When investigating At3g20160 expression dynamics:

• Experimental design considerations:

  • Include multiple developmental timepoints or stress intensities/durations

  • Maintain consistent harvest times to control for circadian effects

  • Use biological replicates from independent plant populations

• Quantification approaches:

  • Complement antibody-based detection with transcript analysis

  • Employ relative quantification with reference proteins that maintain stable expression

  • Consider tissue-specific extraction to avoid dilution effects from non-expressing cells

• Data normalization:

  • Normalize to cell number or total protein when comparing different conditions

  • Account for changes in reference protein expression under extreme stress conditions

  • Apply appropriate statistical tests for time-series data (repeated measures ANOVA)
    This comprehensive approach allows for robust analysis of At3g20160 regulation across different biological contexts.

What are common issues encountered when using At3g20160 Antibody and how can they be resolved?

How can epitope accessibility be improved when detecting At3g20160 in fixed tissue samples?

Optimizing epitope accessibility requires methodical testing of different approaches:

• Antigen retrieval methods comparison:

  • Heat-induced epitope retrieval (citrate buffer pH 6.0, Tris-EDTA pH 9.0)

  • Enzymatic digestion (proteinase K, trypsin)

  • Detergent treatment (0.1-0.5% Triton X-100, 0.1-0.5% SDS)

• Fixation optimization:

  • Test different fixatives (4% PFA, glutaraldehyde, methanol/acetone)

  • Vary fixation duration (10 min to overnight)

  • Try post-fixation permeabilization steps

• Signal amplification:

  • Tyramide signal amplification for fluorescence detection

  • Polymer-based detection systems for chromogenic detection

  • Nanobody or Fab fragment secondary reagents for better penetration
    Each of these approaches should be systematically tested and compared to determine the optimal protocol for your specific tissue type and experimental question.
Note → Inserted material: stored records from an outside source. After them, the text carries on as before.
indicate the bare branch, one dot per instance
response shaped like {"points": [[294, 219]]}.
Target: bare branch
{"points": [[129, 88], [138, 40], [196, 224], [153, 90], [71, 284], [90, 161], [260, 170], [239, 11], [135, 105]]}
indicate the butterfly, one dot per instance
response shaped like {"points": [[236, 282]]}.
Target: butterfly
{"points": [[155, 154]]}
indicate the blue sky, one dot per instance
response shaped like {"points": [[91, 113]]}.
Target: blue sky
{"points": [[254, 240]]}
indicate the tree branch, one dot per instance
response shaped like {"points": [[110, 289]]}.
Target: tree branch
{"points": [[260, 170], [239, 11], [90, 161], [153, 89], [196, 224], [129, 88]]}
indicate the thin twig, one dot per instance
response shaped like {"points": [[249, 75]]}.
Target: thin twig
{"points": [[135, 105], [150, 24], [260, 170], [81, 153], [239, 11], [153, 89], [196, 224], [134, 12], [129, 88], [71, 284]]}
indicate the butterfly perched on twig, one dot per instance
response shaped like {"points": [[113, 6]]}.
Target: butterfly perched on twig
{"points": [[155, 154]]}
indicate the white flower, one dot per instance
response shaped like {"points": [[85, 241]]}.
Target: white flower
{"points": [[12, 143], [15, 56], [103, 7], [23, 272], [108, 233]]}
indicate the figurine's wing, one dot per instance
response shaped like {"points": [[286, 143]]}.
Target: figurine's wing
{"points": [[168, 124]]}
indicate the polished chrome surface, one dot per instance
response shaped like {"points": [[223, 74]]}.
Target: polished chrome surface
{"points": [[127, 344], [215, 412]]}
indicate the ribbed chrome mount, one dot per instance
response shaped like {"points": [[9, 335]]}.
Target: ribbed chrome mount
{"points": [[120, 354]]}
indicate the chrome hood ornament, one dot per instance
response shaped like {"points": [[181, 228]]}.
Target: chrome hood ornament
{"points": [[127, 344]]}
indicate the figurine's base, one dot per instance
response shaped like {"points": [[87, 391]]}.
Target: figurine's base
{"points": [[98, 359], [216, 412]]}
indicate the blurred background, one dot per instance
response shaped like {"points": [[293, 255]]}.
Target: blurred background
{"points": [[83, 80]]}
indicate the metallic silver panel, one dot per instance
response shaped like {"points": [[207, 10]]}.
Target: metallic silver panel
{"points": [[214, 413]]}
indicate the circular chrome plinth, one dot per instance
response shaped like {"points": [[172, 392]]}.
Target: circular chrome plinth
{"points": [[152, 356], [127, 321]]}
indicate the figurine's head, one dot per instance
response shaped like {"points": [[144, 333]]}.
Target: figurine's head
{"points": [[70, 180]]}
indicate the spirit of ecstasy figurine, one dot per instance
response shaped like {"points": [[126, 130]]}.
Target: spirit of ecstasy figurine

How should quantitative data from At3g20160 immunodetection be analyzed and presented?

Quantitative analysis of At3g20160 immunodetection requires rigorous methodological approaches:

• Image-based quantification:

  • Use consistent acquisition parameters across samples

  • Analyze raw, unprocessed images

  • Apply appropriate background subtraction

  • Normalize to cell count or area

  • Present data as relative fluorescence units or fold-change

• Flow cytometry data:

  • Gate on single, viable cells

  • Report median fluorescence intensity rather than mean

  • Present both percentage of positive cells and signal intensity

  • Use histogram overlays and quantile statistics

• Statistical analysis:

  • Apply normality tests before choosing parametric/non-parametric tests

  • Use ANOVA with post-hoc tests for multiple comparisons

  • Report biological replicates (n) and technical replicates

  • Include appropriate error bars (standard deviation or standard error)
    Proper analysis ensures that subtle changes in At3g20160 expression or localization can be reliably detected and accurately interpreted.

How can conflicting results between antibody-based and transcript-based detection of At3g20160 be reconciled?

Discrepancies between protein and transcript levels require systematic investigation:

• Potential biological explanations:

  • Post-transcriptional regulation (miRNA targeting, RNA stability)

  • Translational control mechanisms

  • Protein stability and degradation pathways

  • Temporal delay between transcription and translation

• Technical verification approaches:

  • Confirm antibody specificity with knockout/knockdown controls

  • Validate RNA detection methods with multiple primer pairs

  • Perform time-course experiments to detect temporal dynamics

  • Use absolute quantification methods for both protein and transcript

• Integrated analysis:

  • Calculate protein-to-mRNA ratios across conditions

  • Apply mathematical modeling to account for synthesis and degradation rates

  • Consider subcellular localization changes that might affect detection These discrepancies often reveal important biological regulatory mechanisms rather than experimental artifacts, and their thorough investigation can lead to novel insights about At3g20160 regulation.